Ночью Гале было очень плохо, она металась в жару. За окном шумел ливень, и сверкала молния. Сторожиха Лиза спала в холле на старой задвинутой в угол лежанке, Лене с трудом удалось ее разбудить, ни лекарств, ни термометра у нее, естественно, не было, она посоветовала вызвать скорую, но потом сама же и отсоветовала, так как в такую погоду дорога в пансионат становилась непроезжей. Ждали утра. Обе были бледные, с воспаленными глазами. Лена собирала вещи – она решила, что оставлять Галю без медицинской помощи преступно, нужно было возвращаться в столицу.

Незаметно прошли еще один день и еще одна ночь. Гале стало немного лучше, температура, видимо, спала. Лена вызвала по телефону такси из города, на слабые протесты больной сказала, что оплату проезда берет на себя, как будущая «американская тетушка». Галя невесело улыбнулась.
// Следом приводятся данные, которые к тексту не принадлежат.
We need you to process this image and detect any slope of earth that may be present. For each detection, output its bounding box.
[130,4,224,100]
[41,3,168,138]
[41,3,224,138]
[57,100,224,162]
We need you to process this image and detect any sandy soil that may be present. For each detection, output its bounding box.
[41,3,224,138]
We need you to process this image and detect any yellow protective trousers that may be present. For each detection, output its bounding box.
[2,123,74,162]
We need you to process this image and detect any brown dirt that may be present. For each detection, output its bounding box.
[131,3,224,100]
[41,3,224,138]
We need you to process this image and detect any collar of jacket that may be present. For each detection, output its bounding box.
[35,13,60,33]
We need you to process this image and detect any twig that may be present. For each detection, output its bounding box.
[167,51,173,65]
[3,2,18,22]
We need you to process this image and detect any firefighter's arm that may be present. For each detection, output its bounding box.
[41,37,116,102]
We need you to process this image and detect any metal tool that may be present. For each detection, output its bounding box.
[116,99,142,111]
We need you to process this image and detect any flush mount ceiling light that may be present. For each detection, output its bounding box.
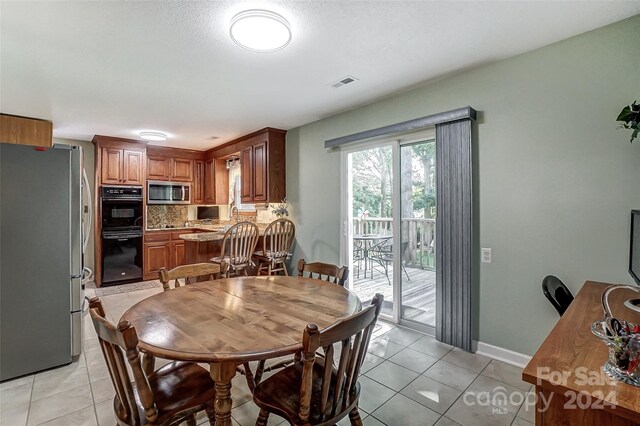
[138,132,168,142]
[229,10,291,52]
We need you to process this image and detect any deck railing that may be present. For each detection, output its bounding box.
[353,217,436,269]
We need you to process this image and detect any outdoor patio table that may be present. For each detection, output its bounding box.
[353,234,393,278]
[122,276,361,426]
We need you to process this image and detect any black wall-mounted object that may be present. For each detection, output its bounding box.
[198,206,220,220]
[629,210,640,285]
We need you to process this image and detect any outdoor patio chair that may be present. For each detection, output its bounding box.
[369,240,410,285]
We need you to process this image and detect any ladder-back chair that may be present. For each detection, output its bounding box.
[211,222,260,277]
[255,219,296,275]
[253,294,384,426]
[89,297,215,426]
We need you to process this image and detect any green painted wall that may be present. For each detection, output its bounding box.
[287,16,640,354]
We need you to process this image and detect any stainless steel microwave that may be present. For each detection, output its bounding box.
[147,180,191,204]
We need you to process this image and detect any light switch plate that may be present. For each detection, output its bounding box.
[482,248,493,263]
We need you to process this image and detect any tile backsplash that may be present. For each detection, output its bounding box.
[147,204,189,229]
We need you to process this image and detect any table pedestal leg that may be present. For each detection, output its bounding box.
[209,362,236,426]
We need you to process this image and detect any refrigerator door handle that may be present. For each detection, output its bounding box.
[82,168,93,253]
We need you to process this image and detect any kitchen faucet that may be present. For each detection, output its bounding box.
[229,202,240,223]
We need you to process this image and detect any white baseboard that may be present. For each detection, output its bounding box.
[476,342,531,368]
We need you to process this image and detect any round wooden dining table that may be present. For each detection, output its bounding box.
[121,276,361,426]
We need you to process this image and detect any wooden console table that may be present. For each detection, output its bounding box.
[522,281,640,426]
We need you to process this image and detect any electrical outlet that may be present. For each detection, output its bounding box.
[482,248,492,263]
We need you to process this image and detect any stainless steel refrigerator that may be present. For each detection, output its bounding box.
[0,143,90,380]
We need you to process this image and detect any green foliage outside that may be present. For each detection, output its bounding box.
[352,142,436,218]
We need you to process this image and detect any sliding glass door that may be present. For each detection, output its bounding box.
[342,131,436,331]
[347,144,394,318]
[400,140,436,327]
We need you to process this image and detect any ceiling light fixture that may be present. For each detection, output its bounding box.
[229,10,291,52]
[138,132,168,142]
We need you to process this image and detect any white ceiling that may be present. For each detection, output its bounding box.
[0,0,640,149]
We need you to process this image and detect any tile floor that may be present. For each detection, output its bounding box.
[0,282,534,426]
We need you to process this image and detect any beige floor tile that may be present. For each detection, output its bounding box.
[362,416,386,426]
[95,400,116,426]
[442,348,491,373]
[369,337,404,359]
[481,359,531,391]
[465,375,527,416]
[0,374,34,395]
[0,379,33,411]
[0,403,29,426]
[31,366,89,402]
[373,320,398,337]
[409,336,453,358]
[360,352,384,374]
[91,378,116,404]
[423,360,478,390]
[436,416,460,426]
[358,376,396,413]
[35,406,98,426]
[371,394,440,426]
[366,361,419,392]
[516,392,536,423]
[445,398,515,426]
[27,385,93,426]
[389,348,438,373]
[380,327,425,345]
[400,376,462,414]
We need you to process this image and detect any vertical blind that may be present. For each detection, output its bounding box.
[436,119,473,351]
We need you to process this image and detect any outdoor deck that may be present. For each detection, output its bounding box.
[349,266,436,325]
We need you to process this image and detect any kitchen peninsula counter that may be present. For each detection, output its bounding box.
[179,224,267,264]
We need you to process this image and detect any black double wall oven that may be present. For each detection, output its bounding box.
[100,186,143,286]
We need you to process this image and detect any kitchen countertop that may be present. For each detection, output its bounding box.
[178,224,268,242]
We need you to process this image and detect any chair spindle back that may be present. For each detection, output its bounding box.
[298,294,384,422]
[89,297,158,425]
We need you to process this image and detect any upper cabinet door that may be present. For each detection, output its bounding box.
[253,141,269,201]
[171,158,193,182]
[240,146,253,204]
[203,158,216,204]
[191,160,205,204]
[147,155,171,180]
[101,148,123,184]
[122,149,144,185]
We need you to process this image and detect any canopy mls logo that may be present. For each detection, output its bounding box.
[330,75,358,89]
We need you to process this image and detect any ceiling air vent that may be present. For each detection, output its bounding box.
[331,75,358,89]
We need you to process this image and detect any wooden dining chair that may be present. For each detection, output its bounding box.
[158,261,226,291]
[298,259,349,287]
[211,222,260,278]
[255,219,296,275]
[89,297,215,426]
[253,294,384,426]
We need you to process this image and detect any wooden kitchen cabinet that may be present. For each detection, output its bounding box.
[142,229,195,280]
[171,240,186,268]
[147,148,194,182]
[204,158,216,204]
[240,129,286,203]
[253,142,269,202]
[191,160,205,204]
[240,146,253,203]
[0,114,53,147]
[171,158,193,182]
[147,155,171,180]
[142,241,171,280]
[122,149,144,185]
[101,148,144,185]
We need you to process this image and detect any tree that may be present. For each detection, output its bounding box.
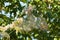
[0,0,60,40]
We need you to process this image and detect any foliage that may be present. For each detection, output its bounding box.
[0,0,60,40]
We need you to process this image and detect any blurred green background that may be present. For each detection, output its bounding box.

Утро отъезда было тихим и нежным, как дыхание эльфа; не верилось, что эти деревья и эта трава еще сутки назад гнулись под ветром. Вещички были вынесены в холл, ждали машины. Краем уха Лена слушала, как вахтерша Лиза делилась с поварихой вчерашним происшествием: «Слышь, Света, твой сосед по участку вчера наведался, я уж спать ложилась. А он в дверь как начал барабанить. «Что за притча?» – думаю, открыла, а он пьяный, еле языком ворочает. «Мне, – говорит, – Леночку». «Леночку, видишь ли, ему!» – повторила Лиза, и обе прыснули. Лена заслушалась и чуть не пропустила машину, которая, тяжело отдуваясь, подкатила к воротам пансионата.
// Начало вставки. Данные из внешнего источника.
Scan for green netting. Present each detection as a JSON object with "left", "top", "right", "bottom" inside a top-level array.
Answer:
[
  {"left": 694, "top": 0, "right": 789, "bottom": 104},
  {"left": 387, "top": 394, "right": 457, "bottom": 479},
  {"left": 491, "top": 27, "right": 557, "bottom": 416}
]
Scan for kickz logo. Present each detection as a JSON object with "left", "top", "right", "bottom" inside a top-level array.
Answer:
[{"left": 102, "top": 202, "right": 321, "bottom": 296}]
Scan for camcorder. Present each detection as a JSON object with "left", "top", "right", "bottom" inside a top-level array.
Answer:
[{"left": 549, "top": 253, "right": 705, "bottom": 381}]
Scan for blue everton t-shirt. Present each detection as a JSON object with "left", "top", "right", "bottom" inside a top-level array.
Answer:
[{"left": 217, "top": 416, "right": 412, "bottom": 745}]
Потом, уже в Америке, ее мучили сны. То ей мерещилась Галя, разметавшаяся в жару, то пьяный несчастный Борис Петрович, ищущий Леночку, но чаще всего «фольклорная» речка, которую, слава Богу, она так никогда и не видела, но которая во всей своей несказанной красе представала перед ее спящими закрытыми очами за минуту до пробуждения.